Eu sabia que era algo mais forte.
O tempo enfim
passou. Eu conheci outros garotos, namorei alguns deles, larguei esse troço de
amor e me concentrei nos estudos. Entrei na faculdade.
Dia 08 de junho
de 2011. Entro atrasada pra aula e me deparo com a última pessoa que imaginava
ver na vida: Ele. Todo sonso teve a cara de pau de vir falar comigo como se eu
fosse uma amiga de infância. E foi assim que eu passei a me comportar: A partir
daquele dia, éramos, de fato, amigos de infância.
Ele havia
mudado. Já não tinha as tais estrelinhas que me encantaram. Agia como todos os
outros. Tinha se transformado em um devorador de corações. Teve seu coração
devorado. Eu fui amiga, conselheira, terapeuta e quase fada madrinha. O tempo
passou e eu passei a enxergá-lo como nunca enxerguei ninguém na vida. Eu o
conhecia, por fora e por dentro.
Alguns chamam de
bipolaridade, outros juram ser traços de características sociopatas, mas eu
não. Não o julgo porque o conheço. Porque eu sei exatamente o que ele sente.

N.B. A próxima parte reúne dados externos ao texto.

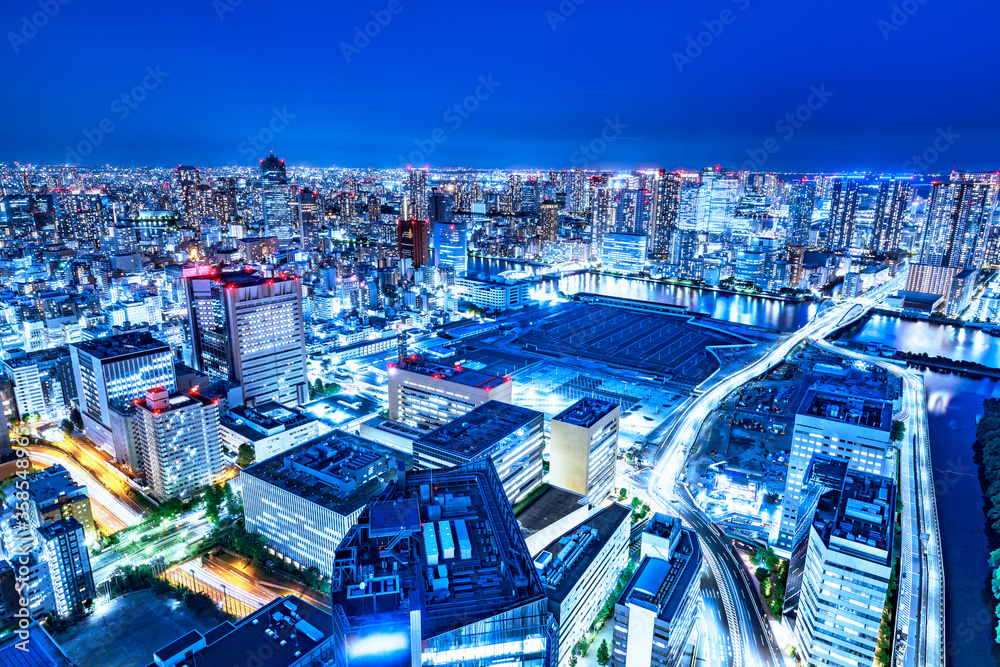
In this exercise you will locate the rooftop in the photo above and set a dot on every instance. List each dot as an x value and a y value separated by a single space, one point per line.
848 409
339 470
456 373
472 434
586 412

Sei como é ser um E.T. Não, não tem nada a ver com outro planeta . Não precisa
informar ninguém da NASA! Não é disso que eu falo. Falo do "não se
encaixar". Do sorrir por fora e gritar por dentro. De achar tudo um saco e
fazer cara de paisagem. É sentir algo que dói. Uma dor que passa quando se está
acompanhado, mas sempre volta a doer quando se fica sozinho. Dói mais ainda no
meio da multidão.
Nossa relação é
estranha. Eu estou sempre falando as mesmas palavras a ele. Ele, por sua vez,
permanece com sua teimosia. E a gente segue se desentendendo, se
desencontrando, seja no silêncio ou na repetição dos clichês. Nunca se
afastando realmente e também nunca juntos. Uma lengalenga que pode até parecer
amor - e eu até cheguei acreditar que fosse, mas na verdade não é amor, é
identidade. Eu, sou otimista de carteirinha. Não importa quantas vezes as
pessoas me magoam, eu sempre vou acreditar. Por mais que eu caía, insisto em me
levantar e fazer de novo e de novo, quantas vezes preciso for. Talvez seja
excesso de determinação ou gosto por machucados, mas eu sempre fui repetente em
meus erros, sempre boba em minhas crenças. Ele, por sua vez, sempre teve o
orgulho maior que qualquer outra coisa. Quando cai, levanta rápido, mas quando
ninguém percebe ainda lamenta os machucados, mas nunca, nunca dá o braço a torcer.
Guarda tudo pra si... endurece e esfria por dentro.
Eu sou o que ele tem de melhor e ele o que eu tenho de pior. Nos completamos. Somos pessoas idênticas sentindo tudo errado.
Eu sou o que ele tem de melhor e ele o que eu tenho de pior. Nos completamos. Somos pessoas idênticas sentindo tudo errado.